By Staff writer
New report says decline is likely to continue for the next 12 months, possibly up to 18 months
Residential property prices continued to fall during the first half of 2016, with values expected to decline further until the end of 2017, according to a new report.
Phidar Advisory's latest Dubai residential research note said "soft demand" was behind the latest price drops rather than supply which has expanded slowly over the past 30 months.
During Q2, apartment lease rates declined 2.2 percent, while sale prices declined 3.7 percent, pushing gross yields up to 7.9 percent, according to Phidar House Price Index.
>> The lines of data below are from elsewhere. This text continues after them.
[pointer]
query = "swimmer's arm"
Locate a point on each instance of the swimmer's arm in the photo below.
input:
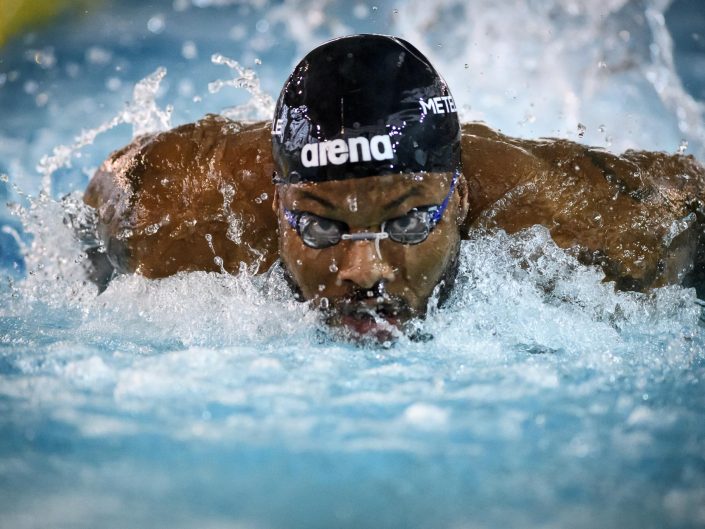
(197, 197)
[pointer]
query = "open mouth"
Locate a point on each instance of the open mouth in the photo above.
(380, 320)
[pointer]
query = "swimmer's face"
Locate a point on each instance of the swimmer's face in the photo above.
(366, 285)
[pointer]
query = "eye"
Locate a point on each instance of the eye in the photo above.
(412, 228)
(319, 232)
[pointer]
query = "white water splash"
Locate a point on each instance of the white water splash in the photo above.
(260, 106)
(142, 112)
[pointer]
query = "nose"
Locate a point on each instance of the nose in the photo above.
(362, 266)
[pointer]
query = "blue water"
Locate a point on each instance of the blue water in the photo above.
(545, 399)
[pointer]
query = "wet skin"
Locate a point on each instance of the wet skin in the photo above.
(359, 285)
(208, 188)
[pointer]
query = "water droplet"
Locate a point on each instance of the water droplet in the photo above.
(189, 50)
(156, 24)
(152, 229)
(361, 11)
(352, 203)
(125, 234)
(262, 26)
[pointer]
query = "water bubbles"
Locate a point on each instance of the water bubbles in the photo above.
(352, 203)
(152, 229)
(156, 24)
(113, 84)
(361, 11)
(238, 32)
(98, 56)
(125, 234)
(189, 51)
(30, 87)
(45, 57)
(261, 103)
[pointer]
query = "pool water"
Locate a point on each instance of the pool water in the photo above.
(544, 398)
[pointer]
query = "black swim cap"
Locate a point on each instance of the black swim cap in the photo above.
(364, 105)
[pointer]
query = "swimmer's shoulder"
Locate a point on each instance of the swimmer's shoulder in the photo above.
(494, 164)
(170, 201)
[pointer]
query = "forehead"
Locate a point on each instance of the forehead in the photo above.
(375, 190)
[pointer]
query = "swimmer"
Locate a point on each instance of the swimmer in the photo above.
(364, 183)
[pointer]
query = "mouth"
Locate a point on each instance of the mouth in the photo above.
(378, 320)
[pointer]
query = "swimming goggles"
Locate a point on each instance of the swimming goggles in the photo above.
(412, 228)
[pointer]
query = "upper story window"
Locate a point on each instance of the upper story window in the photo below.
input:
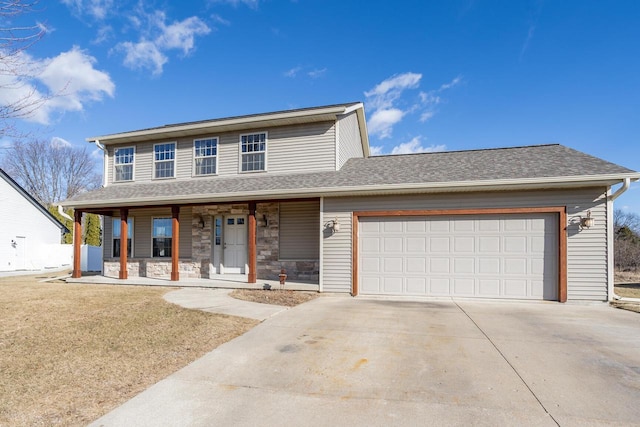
(205, 156)
(253, 152)
(164, 160)
(123, 159)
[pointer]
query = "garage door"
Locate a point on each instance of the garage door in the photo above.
(487, 256)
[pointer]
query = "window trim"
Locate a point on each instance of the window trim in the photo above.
(175, 160)
(129, 227)
(193, 170)
(133, 165)
(153, 218)
(266, 149)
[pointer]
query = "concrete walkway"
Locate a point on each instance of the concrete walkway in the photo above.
(349, 361)
(219, 301)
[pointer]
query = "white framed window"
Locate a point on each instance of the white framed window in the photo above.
(253, 152)
(161, 237)
(164, 160)
(123, 161)
(205, 156)
(116, 241)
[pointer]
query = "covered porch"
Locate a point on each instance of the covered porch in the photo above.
(228, 282)
(224, 244)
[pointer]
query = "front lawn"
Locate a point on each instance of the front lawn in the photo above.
(70, 353)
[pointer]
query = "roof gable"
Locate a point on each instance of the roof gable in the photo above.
(531, 167)
(32, 200)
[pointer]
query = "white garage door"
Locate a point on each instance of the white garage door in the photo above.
(489, 256)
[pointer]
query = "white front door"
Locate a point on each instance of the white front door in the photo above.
(234, 258)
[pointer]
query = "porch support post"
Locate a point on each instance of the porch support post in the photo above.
(77, 242)
(175, 242)
(253, 264)
(124, 243)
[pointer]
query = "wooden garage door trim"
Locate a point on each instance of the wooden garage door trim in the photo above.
(561, 211)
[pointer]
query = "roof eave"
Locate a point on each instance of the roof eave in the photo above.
(246, 122)
(385, 189)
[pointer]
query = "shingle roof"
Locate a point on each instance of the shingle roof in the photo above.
(534, 164)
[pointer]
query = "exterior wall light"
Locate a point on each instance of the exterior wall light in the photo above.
(334, 225)
(587, 222)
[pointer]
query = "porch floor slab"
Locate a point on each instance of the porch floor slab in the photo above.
(228, 282)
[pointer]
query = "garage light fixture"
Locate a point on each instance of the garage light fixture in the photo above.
(587, 222)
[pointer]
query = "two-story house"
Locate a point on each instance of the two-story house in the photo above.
(298, 190)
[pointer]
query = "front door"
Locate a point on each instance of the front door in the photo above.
(235, 245)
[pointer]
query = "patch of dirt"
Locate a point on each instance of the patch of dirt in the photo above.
(70, 353)
(627, 283)
(628, 290)
(275, 296)
(631, 306)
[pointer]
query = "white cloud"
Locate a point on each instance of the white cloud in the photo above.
(410, 147)
(54, 85)
(426, 115)
(143, 54)
(375, 150)
(104, 34)
(385, 93)
(415, 146)
(98, 9)
(150, 51)
(57, 142)
(180, 35)
(317, 73)
(292, 72)
(250, 3)
(220, 20)
(455, 82)
(313, 73)
(382, 121)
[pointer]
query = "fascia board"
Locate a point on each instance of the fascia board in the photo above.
(265, 120)
(461, 186)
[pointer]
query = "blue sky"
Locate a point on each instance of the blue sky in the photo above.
(434, 75)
Lease rates for villas decreased 3.6 percent and sale prices declined 1.1 percent, which pushed yields down to 4.7 percent, it added.
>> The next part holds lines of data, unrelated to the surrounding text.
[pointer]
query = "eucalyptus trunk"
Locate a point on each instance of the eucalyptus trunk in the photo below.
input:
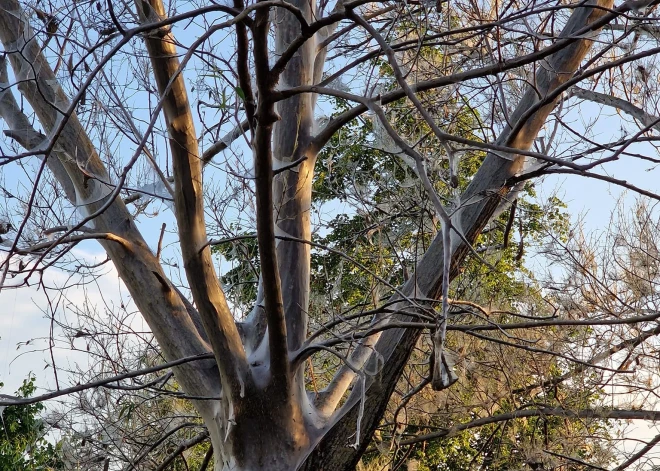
(262, 417)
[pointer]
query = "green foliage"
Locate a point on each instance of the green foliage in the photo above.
(22, 443)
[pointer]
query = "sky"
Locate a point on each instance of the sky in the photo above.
(24, 327)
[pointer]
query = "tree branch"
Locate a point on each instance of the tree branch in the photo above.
(203, 280)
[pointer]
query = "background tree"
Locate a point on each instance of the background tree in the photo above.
(297, 368)
(23, 446)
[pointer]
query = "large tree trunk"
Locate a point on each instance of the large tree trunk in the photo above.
(264, 419)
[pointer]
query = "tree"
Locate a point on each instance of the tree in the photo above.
(23, 446)
(247, 375)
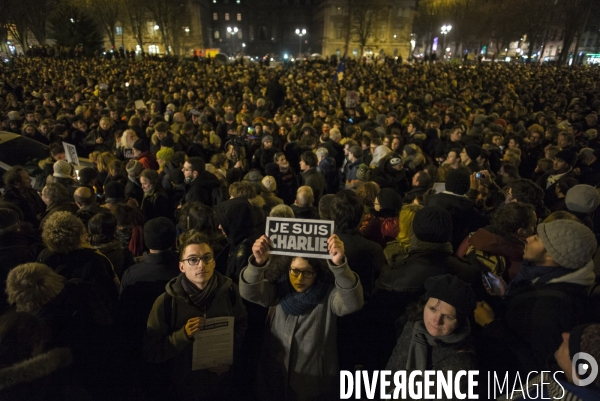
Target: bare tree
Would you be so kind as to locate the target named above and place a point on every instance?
(18, 22)
(365, 16)
(105, 12)
(573, 15)
(165, 13)
(137, 13)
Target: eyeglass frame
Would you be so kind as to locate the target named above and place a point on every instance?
(298, 272)
(203, 259)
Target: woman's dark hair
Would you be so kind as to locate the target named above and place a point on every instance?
(21, 334)
(415, 311)
(199, 217)
(346, 210)
(509, 218)
(102, 229)
(192, 237)
(279, 267)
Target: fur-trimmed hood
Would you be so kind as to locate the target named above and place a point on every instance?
(35, 368)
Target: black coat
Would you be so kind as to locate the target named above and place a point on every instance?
(465, 217)
(201, 188)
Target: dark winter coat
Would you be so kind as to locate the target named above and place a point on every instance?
(465, 217)
(316, 181)
(167, 341)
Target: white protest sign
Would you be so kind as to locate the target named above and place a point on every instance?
(299, 237)
(213, 344)
(71, 153)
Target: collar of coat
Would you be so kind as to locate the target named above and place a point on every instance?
(35, 368)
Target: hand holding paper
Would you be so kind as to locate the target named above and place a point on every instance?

Jesse Downs, managing director of Phidar Advisory, said: “The compression of villa yields is unsustainable and should slowly reverse in the coming year.
“Sale prices and rent declines for both villas and apartments will likely continue for the next 12 months, possibly up to 18 months,” she added.
Downs also said that the strong US dollar is one of the biggest barriers to a Dubai real estate recovery. "Unfortunately, a strong dollar also is usually associated with a low oil price, signifying a double hit to the market,” she said.
In 2015, foreign nationals purchased over 80 percent of real estate investment in Dubai. From that portion, 82 percent was purchased from foreign nationals outside of the GCC, most of which are from countries with floating exchange rates.
In Q2, Phidar’s Dubai Real Estate Investment Demand Index remained flat, on the back of a strong, but stable, US dollar.
Since mid-2014, currency fluctuations have created inflationary shocks for foreign buyers of Dubai real estate.